I’m reviewing this book because I think it’s awesome – and frankly I am shocked that more parents aren’t aware of it.
I bought a copy of Don’t Put Your Finger In The Jelly, Nelly by Nick Sharratt for S for Christmas, and she absolutely loves it – as I knew she would. We read it at bed time most evenings, and she knows all the words. She also often picks it up to read it to herself.
I don’t really know how much to tell you about the book, without giving away the entire thing. It’s not a story, just a series of warnings not to put your fingers into the holes in the pages. Here’s an example:
Don’t put your finger in the jelly, Nelly!
obviously, you put your finger in the jelly, Nelly
(or the hole in the page)
(you turn the page)
You might upset a jellyphant!
and there is a grumpy looking elephant made of jelly,
with his trunk wrapped around your finger!
I’m willing to bet it’s not just my daughter who loves the idea of an elephant (jellyphant) grabbing her finger. There’s also a choctopus, a crab made from clawberry flavour jam, and a spag-yetti.
This is a wonderfully ridiculous book; complete nonsense, with bright colours and silly, made-up words. The best kind of book then, for little people.
S already had a copy of Elephant Wellyphant, another gloriously nonsensical Nick Sharratt book involving elephants and words that have been made up to rhyme with “elephant” – for example, chocolate caramelephant. She loves that book, but she’s possibly a little young for it as it has all sorts of wonderful things like aeroplane propeller(phant)s, and gypsy fortuneteller(phants) bits that can be pulled off in excitement. That book has a lot of selotape holding it together these days!

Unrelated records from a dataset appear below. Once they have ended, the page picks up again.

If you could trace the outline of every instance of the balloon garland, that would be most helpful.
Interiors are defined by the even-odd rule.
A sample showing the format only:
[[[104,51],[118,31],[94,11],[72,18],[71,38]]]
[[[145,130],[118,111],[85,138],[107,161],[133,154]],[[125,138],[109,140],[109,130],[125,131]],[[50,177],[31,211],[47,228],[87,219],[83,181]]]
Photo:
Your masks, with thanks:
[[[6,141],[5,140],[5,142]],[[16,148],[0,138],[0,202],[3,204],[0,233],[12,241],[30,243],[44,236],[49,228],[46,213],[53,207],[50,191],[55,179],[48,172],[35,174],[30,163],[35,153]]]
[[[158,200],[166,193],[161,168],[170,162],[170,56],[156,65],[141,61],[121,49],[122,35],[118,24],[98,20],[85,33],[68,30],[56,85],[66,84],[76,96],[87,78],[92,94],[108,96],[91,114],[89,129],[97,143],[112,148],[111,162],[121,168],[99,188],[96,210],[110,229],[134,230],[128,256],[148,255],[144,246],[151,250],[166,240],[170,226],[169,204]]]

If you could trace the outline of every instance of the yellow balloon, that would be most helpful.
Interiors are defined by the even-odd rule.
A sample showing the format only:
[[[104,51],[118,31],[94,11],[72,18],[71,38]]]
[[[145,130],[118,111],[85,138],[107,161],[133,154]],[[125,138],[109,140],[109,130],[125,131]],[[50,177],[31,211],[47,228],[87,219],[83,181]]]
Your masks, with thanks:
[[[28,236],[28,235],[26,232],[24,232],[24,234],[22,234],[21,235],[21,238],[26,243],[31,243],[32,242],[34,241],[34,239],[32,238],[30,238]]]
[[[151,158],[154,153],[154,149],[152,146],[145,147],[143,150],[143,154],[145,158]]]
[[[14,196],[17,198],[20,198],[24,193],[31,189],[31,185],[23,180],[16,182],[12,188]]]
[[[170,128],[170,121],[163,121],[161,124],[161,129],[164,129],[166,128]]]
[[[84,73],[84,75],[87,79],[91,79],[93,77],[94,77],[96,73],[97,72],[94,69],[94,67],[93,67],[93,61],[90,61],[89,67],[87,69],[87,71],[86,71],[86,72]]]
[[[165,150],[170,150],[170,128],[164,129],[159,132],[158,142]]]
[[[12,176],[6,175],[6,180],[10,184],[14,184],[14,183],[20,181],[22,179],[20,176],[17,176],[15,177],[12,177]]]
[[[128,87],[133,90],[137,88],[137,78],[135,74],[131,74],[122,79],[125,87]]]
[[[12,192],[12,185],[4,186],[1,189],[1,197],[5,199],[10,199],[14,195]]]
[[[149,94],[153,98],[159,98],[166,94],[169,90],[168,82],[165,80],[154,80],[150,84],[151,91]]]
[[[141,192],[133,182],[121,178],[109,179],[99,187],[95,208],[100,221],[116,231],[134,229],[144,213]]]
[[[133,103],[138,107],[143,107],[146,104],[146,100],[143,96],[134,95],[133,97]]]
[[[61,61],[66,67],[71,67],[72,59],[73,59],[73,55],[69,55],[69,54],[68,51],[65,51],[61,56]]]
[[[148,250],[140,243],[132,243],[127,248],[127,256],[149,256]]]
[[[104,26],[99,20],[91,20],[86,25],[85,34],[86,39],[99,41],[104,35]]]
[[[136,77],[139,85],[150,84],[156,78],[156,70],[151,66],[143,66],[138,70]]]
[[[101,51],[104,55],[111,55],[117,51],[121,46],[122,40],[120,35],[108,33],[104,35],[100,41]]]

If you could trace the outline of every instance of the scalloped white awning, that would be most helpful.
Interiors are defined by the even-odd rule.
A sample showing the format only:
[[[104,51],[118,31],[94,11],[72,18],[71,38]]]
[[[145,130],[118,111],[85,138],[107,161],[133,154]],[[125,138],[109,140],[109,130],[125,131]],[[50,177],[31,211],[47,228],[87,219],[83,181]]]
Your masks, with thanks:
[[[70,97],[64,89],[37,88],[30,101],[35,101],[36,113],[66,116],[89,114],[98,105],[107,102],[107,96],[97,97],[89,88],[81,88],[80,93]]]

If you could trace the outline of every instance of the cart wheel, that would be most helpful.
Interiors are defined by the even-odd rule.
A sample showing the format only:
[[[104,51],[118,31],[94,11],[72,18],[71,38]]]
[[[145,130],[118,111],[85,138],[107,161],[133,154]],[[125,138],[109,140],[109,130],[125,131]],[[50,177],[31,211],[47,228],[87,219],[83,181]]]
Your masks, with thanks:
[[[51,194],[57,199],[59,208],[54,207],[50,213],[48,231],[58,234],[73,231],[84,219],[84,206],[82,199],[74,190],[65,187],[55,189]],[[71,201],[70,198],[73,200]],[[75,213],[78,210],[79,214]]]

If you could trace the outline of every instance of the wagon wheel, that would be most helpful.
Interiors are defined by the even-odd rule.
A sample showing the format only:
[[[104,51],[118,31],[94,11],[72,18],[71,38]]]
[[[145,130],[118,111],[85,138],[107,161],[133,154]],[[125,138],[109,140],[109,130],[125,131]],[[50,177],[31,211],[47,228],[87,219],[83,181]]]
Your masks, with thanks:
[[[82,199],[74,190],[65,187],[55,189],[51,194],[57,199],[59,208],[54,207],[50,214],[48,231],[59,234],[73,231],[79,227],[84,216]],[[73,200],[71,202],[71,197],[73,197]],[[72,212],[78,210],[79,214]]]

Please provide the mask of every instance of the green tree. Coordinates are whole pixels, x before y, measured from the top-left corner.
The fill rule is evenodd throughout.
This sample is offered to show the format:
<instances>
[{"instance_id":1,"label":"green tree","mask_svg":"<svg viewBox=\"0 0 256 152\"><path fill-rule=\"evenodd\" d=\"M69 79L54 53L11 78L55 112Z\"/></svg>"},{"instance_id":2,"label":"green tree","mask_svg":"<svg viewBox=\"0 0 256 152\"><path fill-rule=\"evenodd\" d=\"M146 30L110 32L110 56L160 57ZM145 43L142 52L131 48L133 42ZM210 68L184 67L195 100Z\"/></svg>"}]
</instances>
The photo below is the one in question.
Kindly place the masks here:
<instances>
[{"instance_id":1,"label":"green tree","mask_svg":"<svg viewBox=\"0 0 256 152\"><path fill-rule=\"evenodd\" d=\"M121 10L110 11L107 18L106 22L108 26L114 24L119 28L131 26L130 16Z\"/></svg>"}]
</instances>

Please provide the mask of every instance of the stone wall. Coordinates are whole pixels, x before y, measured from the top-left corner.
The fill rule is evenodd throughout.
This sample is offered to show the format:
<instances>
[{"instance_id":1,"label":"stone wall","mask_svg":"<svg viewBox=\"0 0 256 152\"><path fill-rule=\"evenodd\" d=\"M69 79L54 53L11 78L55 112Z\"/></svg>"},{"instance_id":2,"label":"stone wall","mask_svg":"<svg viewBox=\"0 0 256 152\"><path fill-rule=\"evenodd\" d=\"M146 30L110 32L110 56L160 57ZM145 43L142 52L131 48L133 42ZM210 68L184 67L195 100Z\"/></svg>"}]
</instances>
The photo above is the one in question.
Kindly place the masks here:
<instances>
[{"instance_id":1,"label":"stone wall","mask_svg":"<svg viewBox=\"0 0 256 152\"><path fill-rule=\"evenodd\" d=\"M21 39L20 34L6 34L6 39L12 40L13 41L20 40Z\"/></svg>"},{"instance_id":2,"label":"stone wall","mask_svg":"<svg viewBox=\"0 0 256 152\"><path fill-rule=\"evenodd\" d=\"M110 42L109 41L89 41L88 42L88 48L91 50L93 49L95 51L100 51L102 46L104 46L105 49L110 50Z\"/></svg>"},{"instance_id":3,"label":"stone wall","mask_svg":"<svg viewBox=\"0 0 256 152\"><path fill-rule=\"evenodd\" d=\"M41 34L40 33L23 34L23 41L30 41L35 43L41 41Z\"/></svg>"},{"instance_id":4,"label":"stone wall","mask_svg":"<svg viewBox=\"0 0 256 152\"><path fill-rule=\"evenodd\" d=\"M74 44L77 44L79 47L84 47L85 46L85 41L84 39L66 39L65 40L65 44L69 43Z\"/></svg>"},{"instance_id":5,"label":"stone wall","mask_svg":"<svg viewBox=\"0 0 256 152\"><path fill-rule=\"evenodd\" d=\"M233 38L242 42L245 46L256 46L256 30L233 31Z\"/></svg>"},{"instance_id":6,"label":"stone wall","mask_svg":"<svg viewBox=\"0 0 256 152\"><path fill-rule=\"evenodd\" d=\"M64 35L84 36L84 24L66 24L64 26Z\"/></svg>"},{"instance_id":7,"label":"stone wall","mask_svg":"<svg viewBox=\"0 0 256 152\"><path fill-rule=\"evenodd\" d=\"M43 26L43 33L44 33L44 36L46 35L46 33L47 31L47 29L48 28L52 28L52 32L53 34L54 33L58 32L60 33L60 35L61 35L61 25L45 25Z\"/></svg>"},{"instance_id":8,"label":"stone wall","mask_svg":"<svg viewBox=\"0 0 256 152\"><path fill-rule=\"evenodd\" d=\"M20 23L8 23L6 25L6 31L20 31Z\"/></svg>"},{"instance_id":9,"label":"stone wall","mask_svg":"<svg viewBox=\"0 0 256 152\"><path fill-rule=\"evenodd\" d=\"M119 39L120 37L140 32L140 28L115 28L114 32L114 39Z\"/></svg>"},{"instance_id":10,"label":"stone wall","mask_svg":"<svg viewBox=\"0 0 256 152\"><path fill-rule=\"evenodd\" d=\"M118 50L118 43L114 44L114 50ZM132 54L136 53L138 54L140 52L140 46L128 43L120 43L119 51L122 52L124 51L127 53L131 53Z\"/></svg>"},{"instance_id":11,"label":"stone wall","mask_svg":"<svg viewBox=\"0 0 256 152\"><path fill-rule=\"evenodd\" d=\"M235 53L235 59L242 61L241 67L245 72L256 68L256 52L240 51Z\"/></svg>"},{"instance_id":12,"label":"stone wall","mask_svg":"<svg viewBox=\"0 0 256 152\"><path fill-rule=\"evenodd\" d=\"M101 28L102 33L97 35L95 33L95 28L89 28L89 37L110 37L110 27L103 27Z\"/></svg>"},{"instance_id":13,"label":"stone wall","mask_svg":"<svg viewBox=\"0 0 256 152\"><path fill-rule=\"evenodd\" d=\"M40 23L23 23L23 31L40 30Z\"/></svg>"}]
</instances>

What I love about Jelly Nelly (as we call it now) is that it has the fun, joining in element that children love so much in books – but it’s just a hole to poke your finger through, so there’s nothing to get too excited about and rip off. Yes, I suppose you could end up ripping the hole a little – but it would take a lot of doing! In that respect, it’s perfect for a younger audience. And the funny rhymes and plays on words make it great for older children too.
I’ve been trying desperately to get a video or recording of S reading this book. The sheer glee in her face and her voice never fail to brighten my day; she loves to shout out the words, to make animal noises, and to comment on the facial expression of the animals.
I would wholeheartedly recommend this book to anyone with a child from a very young age right up to about 7; I think it has something to offer a wide range of ages because there’s no story involved that could be too complicated for a young audience, or not sophisticated enough for an older child. It will appeal to any child who likes silly made up words, and poking their fingers into things… and really, that’s most children, isn’t it?
N.B. there is a warning on the back of the book: “not suitable for children under 36 months due to small parts. Choking hazard.” S is under 36 months though, and I’ve yet to find anything she could choke on. I suppose it’s one of those warnings they are legally obliged to put on the back of a book that has holes in the pages or something. But if you’re bothered by that sort of guideline, don’t buy the book for your little pickle if they are under 36 months.